I hate my father for dying, living me in the midst of these familiar strangers but I hate my mom more who left me more like abandoned me here since I was 10.
Anyways, she was doing this for her late father, who had earnestly believed that Nora should give her brothers another chance and had made Nora promise to him on his deathbed last summer that Nora would-- but had left Nora some paper works with money and properties with his lawyer in case that chance does not go well.
Nora reminded herself to dutifully keep moving trying hard not to think of the fact that her brothers got her 2 sizes down her size because the dress might be a preposterous monstrosity of filmy white material, but it was also much -much- too tight. They got her the size of their skinny as multiple girls who were at least three inches taller than Nora and had breast of a preteen boy, all the better to swan around in bikinis as they pleased. And if Nora let her self get furious, by thinking to hard about it, should pop right out of this annoyingly tight dress that didn't fit her at all, right here in the middle of the hall. It would serve her brothers right, she thought grimly, but it wouldn't be worth the price she'd have to pay.

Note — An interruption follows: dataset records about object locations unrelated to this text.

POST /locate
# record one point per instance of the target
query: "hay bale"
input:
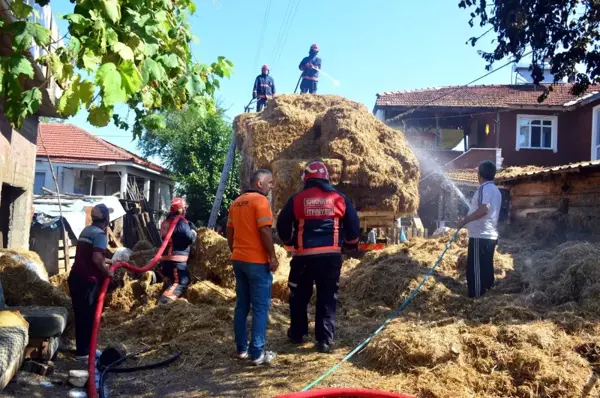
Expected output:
(405, 347)
(133, 292)
(28, 258)
(212, 261)
(205, 292)
(288, 177)
(508, 361)
(22, 286)
(142, 258)
(376, 167)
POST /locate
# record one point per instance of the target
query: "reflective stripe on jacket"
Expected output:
(178, 248)
(318, 220)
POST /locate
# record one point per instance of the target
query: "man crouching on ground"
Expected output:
(482, 224)
(250, 239)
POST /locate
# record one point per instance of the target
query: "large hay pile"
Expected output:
(369, 161)
(211, 261)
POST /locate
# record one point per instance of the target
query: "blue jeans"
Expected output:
(253, 290)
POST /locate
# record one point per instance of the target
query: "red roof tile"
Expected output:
(492, 96)
(66, 143)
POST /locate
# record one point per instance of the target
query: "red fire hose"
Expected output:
(92, 393)
(343, 392)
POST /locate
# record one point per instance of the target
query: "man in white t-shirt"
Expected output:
(482, 224)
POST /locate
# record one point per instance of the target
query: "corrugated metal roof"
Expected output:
(573, 167)
(492, 96)
(73, 208)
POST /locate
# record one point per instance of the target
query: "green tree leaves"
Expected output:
(194, 148)
(119, 52)
(110, 82)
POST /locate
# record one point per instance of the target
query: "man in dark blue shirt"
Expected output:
(264, 88)
(87, 273)
(310, 67)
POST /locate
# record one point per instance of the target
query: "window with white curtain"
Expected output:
(537, 132)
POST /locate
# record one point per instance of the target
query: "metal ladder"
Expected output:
(214, 213)
(212, 221)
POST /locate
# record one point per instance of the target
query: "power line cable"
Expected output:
(263, 32)
(287, 32)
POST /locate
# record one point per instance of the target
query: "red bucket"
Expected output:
(343, 392)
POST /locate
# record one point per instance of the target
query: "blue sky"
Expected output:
(368, 46)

She concentrated on the back of the man who she was getting forcefully married to, his back reeks of power. I seriously don't know what happened that makes this man want to marry me -- a nobody.
Nora had always prided herself on her particality, a vastly under used virtue in the Elliot family, but she had to admit there was a part of her that took in the sight of her waiting groom's broad, finely carved shoulders and that deliciously height he wore so easily and wondered what it would be like if this was real.
Then Nora's mind drifted to her wedding gown, glad that she was wearing the irksome heavy veil that had hod her away from views so that none of the assembled onlookers could see how foolish her imagination was, which would no doubt be written all over her face. The curse of a natural redhead, she thought balefully. Hair that she only wished was a mysterious shade of glamorous black or brown instead of what it really was. Red. And her ridiculously sensitive skin to go along with it. Thinking back to when she was in high school,when her school mates called her freak!- urgh they really took a trough on my self confidence back then- leading her into depression.
She wondered how her groom looks like by judging from his back view, he must be handsome. She wondered if he would appreciate her for her or would call her freak. I seriously dont know why I want his opinion though.
But she stopped thinking about her skin and things that might or might not be splashed across it in all those telling pinks and reds she couldn't control , because they reached the alter at last.
Nicholas played out his part of the stupid ceremony, announcing to all that he gave away this woman with perhaps an insulting amount of brotherly eagerness. Then she was handed over to her groom, who had turned to face her.
She didn't even bother to look at him but from his demure she could guess it was as if he was deeply bored. Or so mentally and emotionally removed from this absurd little exercise that he thought he actually was somewhere else entirely.
And Nora remained veiled as if she was participating in an actual medieval wedding and not a forced one.
"How charming," Nora had said drily. "A fairy tale of a wedding, indeed."
Nicholas has glared at her with that flat ugly look of his that she went to great lengths to avoid under normal circumstances.
"You can save the smart remarks for your new husband, assuming you manage to pull this off," Nicholas had said coldly. As was his way, especially when talking to me, the sister he'd always called a waste of Elliot genes when she'd been a particularly ungainly and unattractive thirteen years old. "I'm sure he'll be more receptiveto them than I am".
Nora ignored him, keeping herself busy with practicing her polite,"Just married to a complete stranger" smile and pretending she was perfectly fine with the fact that this dress didn't fit her at all.